Insurance Verification Manager
2 days ago
Overview
Our Insurance Verification Manager is responsible for overseeing the Insurance Verification team. A team dedicated to executing the verification of patient eligibility, insurance confirmation, and insurance discovery. This role drives consistency & accuracy of third-party payor billing information and improves the timeliness of claims submissions. Our manager will work in coordination with other members of our RCM leadership to identify areas of opportunity and growth for the company. This is not a remote position - it is based at our Support Center in beautiful Boca Raton, FL. For qualified candidates, we offer relocation assistance to help ease the transition and make Boca Raton your new home.
Responsibilities
Duties and responsibilities:
- Overall responsibility of the Insurance Verification team to ensure strategic goals and metrics are achieved.
- Oversees the day-to-day activities of the team.
- Keeps abreast of all reimbursement billing procedures of third party, private insurance, and government regulations to ensure compliance with current processes.
- Improves processes within department with emphasis on quality and efficiency.
- Identify root cause of issues and work with others to improve overall processes.
- Reports audit metrics for employees to monitor accuracy and productivity rates.
- Ensures staff are appropriately trained and held accountable for achieving standards and goals.
- Ensure valid insurance information provided to our patients is accurate and complete.
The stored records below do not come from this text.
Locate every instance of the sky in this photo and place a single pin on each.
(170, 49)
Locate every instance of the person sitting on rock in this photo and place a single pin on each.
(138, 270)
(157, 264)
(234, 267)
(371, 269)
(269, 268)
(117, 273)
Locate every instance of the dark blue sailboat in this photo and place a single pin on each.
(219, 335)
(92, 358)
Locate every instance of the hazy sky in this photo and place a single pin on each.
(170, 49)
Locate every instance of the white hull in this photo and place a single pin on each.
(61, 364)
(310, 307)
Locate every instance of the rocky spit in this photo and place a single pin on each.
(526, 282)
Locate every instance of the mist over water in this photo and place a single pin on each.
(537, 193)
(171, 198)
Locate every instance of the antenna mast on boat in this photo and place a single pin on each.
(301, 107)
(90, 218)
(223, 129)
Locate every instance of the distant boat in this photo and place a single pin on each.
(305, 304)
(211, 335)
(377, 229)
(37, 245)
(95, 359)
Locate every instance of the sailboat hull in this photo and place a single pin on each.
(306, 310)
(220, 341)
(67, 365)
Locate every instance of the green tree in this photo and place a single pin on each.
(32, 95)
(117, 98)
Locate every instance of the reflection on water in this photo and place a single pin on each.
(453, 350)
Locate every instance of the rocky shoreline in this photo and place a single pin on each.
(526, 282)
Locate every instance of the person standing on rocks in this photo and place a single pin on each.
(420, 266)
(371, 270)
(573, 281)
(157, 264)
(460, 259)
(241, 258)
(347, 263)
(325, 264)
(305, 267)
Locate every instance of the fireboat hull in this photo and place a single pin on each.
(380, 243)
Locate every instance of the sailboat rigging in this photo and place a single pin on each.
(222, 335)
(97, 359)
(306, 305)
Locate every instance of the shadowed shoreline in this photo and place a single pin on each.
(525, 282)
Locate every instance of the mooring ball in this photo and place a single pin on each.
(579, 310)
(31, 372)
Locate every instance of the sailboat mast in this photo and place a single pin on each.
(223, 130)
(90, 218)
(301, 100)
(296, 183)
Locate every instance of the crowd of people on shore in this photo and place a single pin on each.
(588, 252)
Works with staff to resolve discrepancies and improve accuracy.
- Assists in the achievement of company goals and objectives by encouraging and facilitating cross departmental initiatives and cooperation.
- Complies with federal, state, and local legal requirements by being aware of existing and new legislations.
- Takes escalated phone calls that cannot be effectively resolved by team members.
- Communicates with other departments; including front end staff regarding billing issues, and trends to work toward an account resolution and decreases insurance denial percentages.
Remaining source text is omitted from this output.